Part Two – Controlling Natural Lighting : Bouncing and Backlighting
There’s always more than one way to solve a lighting problem. Last month we examined how to turn harsh midday sunlight into beautiful portrait light. We created beauty-style portrait lighting using the sun, a diffusion panel and reflectors. We looked at the worst-case scenario, where the sun is directly overhead and there’s no open shade available, to help us create the more pleasing even lighting generally required for beauty portraits. We used the sun as a key light and softened its harsh midday rays using a diffusion panel above our model, Ashleigh. Next we filled in any unwanted shadows using a white reflector placed below Ashleigh’s waist, creating a classic clamshell lighting pattern with natural light. Lastly, an additional reflector was used to create an accent light over Ashleigh’s right shoulder.
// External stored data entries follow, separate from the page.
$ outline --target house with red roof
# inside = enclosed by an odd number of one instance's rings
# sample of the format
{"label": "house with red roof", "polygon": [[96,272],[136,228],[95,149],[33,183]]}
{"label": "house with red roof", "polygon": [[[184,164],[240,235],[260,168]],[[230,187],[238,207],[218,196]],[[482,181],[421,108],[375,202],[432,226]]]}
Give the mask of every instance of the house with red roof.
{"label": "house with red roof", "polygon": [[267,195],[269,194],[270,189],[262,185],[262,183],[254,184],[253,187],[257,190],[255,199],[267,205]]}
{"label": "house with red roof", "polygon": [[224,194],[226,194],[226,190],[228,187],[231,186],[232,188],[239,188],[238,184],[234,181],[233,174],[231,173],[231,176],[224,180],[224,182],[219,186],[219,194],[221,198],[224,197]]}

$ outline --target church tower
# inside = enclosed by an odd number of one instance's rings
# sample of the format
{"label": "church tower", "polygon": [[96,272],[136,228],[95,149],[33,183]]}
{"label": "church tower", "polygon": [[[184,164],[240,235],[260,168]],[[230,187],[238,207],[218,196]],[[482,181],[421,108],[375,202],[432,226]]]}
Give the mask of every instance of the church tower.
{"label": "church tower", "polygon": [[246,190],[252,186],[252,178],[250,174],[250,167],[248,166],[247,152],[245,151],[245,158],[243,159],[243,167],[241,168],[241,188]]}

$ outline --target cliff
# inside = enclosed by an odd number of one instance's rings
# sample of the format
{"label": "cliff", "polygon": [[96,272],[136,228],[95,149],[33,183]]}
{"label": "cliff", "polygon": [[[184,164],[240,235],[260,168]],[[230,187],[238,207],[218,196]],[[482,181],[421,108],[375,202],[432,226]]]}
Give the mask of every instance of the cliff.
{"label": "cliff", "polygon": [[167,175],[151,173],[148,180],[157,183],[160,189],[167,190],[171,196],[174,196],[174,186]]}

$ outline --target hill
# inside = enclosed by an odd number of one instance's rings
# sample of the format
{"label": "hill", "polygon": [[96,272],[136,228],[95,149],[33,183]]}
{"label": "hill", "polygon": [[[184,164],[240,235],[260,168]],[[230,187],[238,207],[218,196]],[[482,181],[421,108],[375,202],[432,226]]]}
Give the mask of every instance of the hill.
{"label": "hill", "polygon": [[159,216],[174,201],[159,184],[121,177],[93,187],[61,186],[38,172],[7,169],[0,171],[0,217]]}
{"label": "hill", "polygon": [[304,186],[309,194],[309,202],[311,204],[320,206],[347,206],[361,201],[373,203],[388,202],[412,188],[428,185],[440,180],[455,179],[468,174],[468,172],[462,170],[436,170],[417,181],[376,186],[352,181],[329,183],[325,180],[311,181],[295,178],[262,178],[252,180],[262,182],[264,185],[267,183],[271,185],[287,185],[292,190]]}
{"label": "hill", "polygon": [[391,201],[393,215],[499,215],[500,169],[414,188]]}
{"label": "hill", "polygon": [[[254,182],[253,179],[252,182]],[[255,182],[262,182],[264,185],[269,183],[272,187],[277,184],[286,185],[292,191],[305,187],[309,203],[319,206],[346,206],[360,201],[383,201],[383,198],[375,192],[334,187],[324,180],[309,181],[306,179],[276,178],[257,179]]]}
But there’s more than one way to skin a cat. As with artificial light, natural light is what you make of it. It’s all about decisions and intent. It’s about how you shape and control the light and which tools you choose to do that with. But with natural light, there are some major differences from artificial light to take into consideration. There are certain constraints that simply don’t exist with artificial light. You can’t move the sun, repositioning it where you want it, and you can’t set its intensity. You have to work with what you’ve got. Your ability to control the sun comes in the form of modifying its light and making informed decisions about what effects can be created and which techniques to use at different times of the day relative to the sun’s position in the sky. The sun’s quality of light at different times of day presents different challenges and yields different results, as well as opportunities.